When someone really wants to emit an aura of creepiness, they lurk around, glare ominously, mumble about doom and despair and occasionally make passes at members of the opposite sex in awkward but unusual ways.
Now, if someone sits there giggling to themselves and moreso, if they’re giggling with an Australian accent, then they’re not trying to seem creepy, they’re succeeding at being flat-out unnerving.
Whether Nick Cave is truly a whacked-out brother, or whether he’s sophisticated enough to fake number two is more or less and irrelevant question; after all, people who are wholeheartedly into being creepy are creepy for that very reason. The real question is, after the impenetrable kind-of-a-concept album No More Shall We Part, what in the world persuaded him to just chuck it all for a bunch of morbid laughs?

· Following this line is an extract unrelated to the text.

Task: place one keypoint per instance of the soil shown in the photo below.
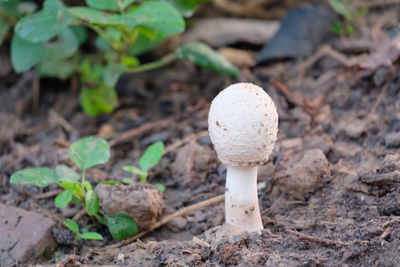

Nocturama starts with vintage late-era Bad Seeds, Martyn Casey and Thomas Wydler’s rhythm work propelling an ambivalent love song out of the realm of depressed-drunk-guy-at-the-piano balladry before slacking off on the next two cuts (which, in fact, sound like an over-orchestrated drunk guy at a piano). But on the fourth track, “Bring It On,” Cave just flat out gives up the ghost of Bruce Springsteen.
Regardless of who is inspiring the fists that once cradled the sad head to pump the air in sweet rock excess (and, honestly, it’s not that hard-rocking, except that it’s a fucking Nick Cave song) the rest of the album has a sort of funny, trashy immediacy that Cave has obviously been keeping inside for too long, culminating in “Babe I’m On Fire”‘s couplets that neatly walk, in Spinal Tap’s words, the fine line between stupid and clever (i.e. rhyming “hernia” with “Guernica”).
And any hopes of boxing in the introspective, grandiose and morbid Cave are once again left disorientingly high and dry by the high priest of creep.
[DJ Fatkid would be more upset if he weren’t under such heavy sedation.]